Les objets connectés, menace ou révolution ?
En France, 1,2 million d’objets connectés se sont vendus en 2015 pour un chiffre d’affaires de plus de 215 millions d’euros. C’est trois fois plus qu’en 2013. Dans les cinq prochaines années, deux milliards de nouveaux objets connectés seront vendus en France. 33% des Français détiennent au moins un objet connecté : montre, traqueur de santé, TV, thermostat, ampoules… Une évolution indéniable que l’on ne peut pas renier mais à laquelle il faut se préparer… et se prémunir : «La sécurité ne doit pas être un frein. Certes les objets connectés apportent de nouvelles fonctionnalités, mais, par défaut, la sécurité n’est pas intégrée», ajoute le PDG d’Advens qui vient de développer une expertise spécifique au sein des services de l’entreprise.
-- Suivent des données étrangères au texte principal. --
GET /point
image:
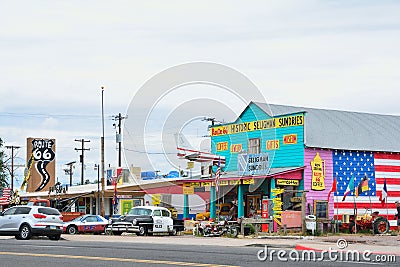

Pour le général Marc Watin-Augouard, il s’agit surtout d’«anticiper le phénomène et de ne pas en être victime». Et d’évoquer aussi la cyberconflictualité entre deux pays. «On ne parle pas encore de cyberguerre, mais la tension entre deux pays peut se manifester de manière indirecte par le cyberespace. C’est un jeu auquel jouent certains États de manière plus ou moins discrète, la plus grande difficulté étant d’apporter des preuves !» Mais partant de ce constat, comment réprimer ? «Les pays devraient se mettre d’accord sur des règles de droit, de procédure ou de coopération diplomatique. D’un côté, il y a les Etats-Unis et la Chine où les données à caractère personnel ne sont pas protégées. Et au milieu, l’Europe qui peut avoir une chance de proposer un autre modèle. Un effet moteur est en train d’arriver avec, par exemple, la Tunisie qui vient de s’aligner à la législation européenne ou, plus globalement, l’Afrique qui va prendre une importance considérable grâce au numérique.» L’arrivée de parlementaires et de sénateurs nouveaux, plus «digitale natives», devrait permettre aussi d’accélérer les choses, comme l’espère le fondateur du FIC : «Il faut aller vite. Si, à la fin du quinquennat, nous n’avons pas fait d’accélération massive, on sera dépassé par les événements. La peur permet d’être en vigilance. Le monde est hyper connecté, on ne reviendra pas au monde précédent. Il faut vivre avec pour le meilleur et pour éviter le pire.»
- L’ingénierie sociale fait référence à des pratiques de manipulation psychologique à des fins d’escroquerie.
Le GDPR en quelques mots
Le General Data Protection Regulation, décidé en 2015, s’appliquera en mai 2018 à toute entreprise qui collecte, traite et stocke des données personnelles dont l’utilisation peut directement ou indirectement identifier une personne. Le GDPR concerne aussi bien les entreprises que les associations, administrations, collectivités locales et syndicats entreprises. Ils seront tenus en principe de s’assurer du consentement éclairé et informé des individus quant à la collecte et au traitement de leurs données. Leur accès, leur modification, leur restitution et leur effacement, sur la demande des individus concernés, devront être garantis. Les sanctions pourront aller jusqu’à 4% du chiffre d’affaires annuel mondial ou 20 millions d’euros. Un règlement qui impose donc aux entreprises d’intégrer la sécurité au cœur de leurs traitements de données, notamment par une analyse précise des incidents de sécurité.